Intertrigo (skin fold infections): Overweight and/ or diabetic individuals are at increased risk of developing skin candidiasis in areas with excessive moisture such as skin folds below the breasts or under the abdomen, armpits and groin.

  • Deep fungal infections are classified into subcutaneous and systemic affecting mainly the lungs and other organs where the skin manifestations are usually secondary but also primary after trauma.
  • Onychomycosis manifests with deformities in the nails (thickening, discoloration, dystrophy)

When a fungal infection is suspected laboratory testing should be carried out to confirm the infection and identify the fungus. Treatment includes specific antifungal drugs which may be administered topically or systemically. The duration of treatment depends on the type of the infection.

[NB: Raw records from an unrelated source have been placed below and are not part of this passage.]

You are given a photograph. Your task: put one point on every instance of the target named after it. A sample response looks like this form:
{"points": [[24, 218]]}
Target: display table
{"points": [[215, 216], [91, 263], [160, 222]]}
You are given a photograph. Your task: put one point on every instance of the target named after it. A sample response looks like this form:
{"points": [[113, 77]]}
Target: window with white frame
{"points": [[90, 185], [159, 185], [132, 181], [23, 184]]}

It is very important to observe some simple measures to prevent fungi, such as:

For the athlete’s foot:

– Daily washing of the feet and dry feet and toes meticulously after bathing

–  Use clean socks every time and change them when your feet are sweating.

–  Use of cotton socks and leather shoes.

–   In a summer, avoid wearing occlusive footwear

–   Avoid sharing shoes, socks, towels with others.

–  Avoid walking in public places (swimming pools, changing rooms, etc.)

For onychomycosis:

  • It is recommend the use of comfortable shoes.
  • Avoid sharing towels.
  • Avoid deep nail cutting.
  • Disinfect nail tools (nail clippers) after each use.

For vulvovaginal candidiasis (vaginal thrush):

  • Avoid intravaginal washes with antiseptics.
  • Daily washing in the area with water and neutral soap and good drying afterwards.
  • Always replace the wet bottom of the swimsuit immediately after bathing.
  • On the beach, sitting or lying on a towel and not directly on the sand or on the sun lounger.
  • Avoid sharing towels.
  • Avoid using tight clothing.
  • Use of cotton underwear

For oral candidiasis (oral thrush):

  • Daily care of oral and dental hygiene.
  • If there is an artificial denture, visit the dentist every 6 months.
  • Avoid unreasonable use of antibiotics.
  • Sugar regulation.
  • Sterilization of the bottles.
  • Good mouthwash after steroid inhalation or device change.